Again if you did any research at all you would find that in Pennsylvania The Marcellus Shale falls under eight federal and eleven Pennsylvania acts or laws which regulate the impacts of drilling. Before a well is even drilled, thousands of pages of documentation must be filed and all locations are regularly examined by industry and regulatory inspectors. Again do a little bit of research instead of watching a flawed documentary . Hydraulic fracturing has never been regulated under the Safe Drinking Water Act. Moreover, the Energy Policy Act of 2005 earned the support of nearly three-quarters of the U.S. Senate (74 "yea" votes), including Ken Salazar and then-senator Barack Obama. The safety of hydraulic fracturing is well documented, with zero confirmed cases of groundwater contamination in 1 million applications over 60 years. According to Pennsylvania Department of Environmental Protection's Bureau of Oil and Gas Management director, we’ve never seen an impact to fresh groundwater directly from fracking.
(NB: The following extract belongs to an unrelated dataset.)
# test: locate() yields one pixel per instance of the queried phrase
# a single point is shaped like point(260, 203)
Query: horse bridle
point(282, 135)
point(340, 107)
The water being lit is old news. It's happened before fracking was even incorporated and in non-fracking states and towns. I highly suggest watching so we can put this all to rest. This article is obviously slanted.


 @RealFacts You obviously dismiss the possibility of any collusion between government and business on this one. What can I say? If you believe that thousands of pages are produced, read, digested and then acted upon by an objective government regulator (who just might be influenced by campaign contributions and higher-ups), well if you believe that, I guess you can also dismiss the dead fish, flaming faucets and other documented effects of fracking.


 @nervouslaughter Yes, methane has always been present to some degree; I recall some people in KY where I visited attributing occasional fireballs in the holler to divine or malicious spirits. However, I don't recall the gas coming from plumbing inside homes. I guess you could claim too that ice melted before global warming, therefore it's not happening now at more alarming rates.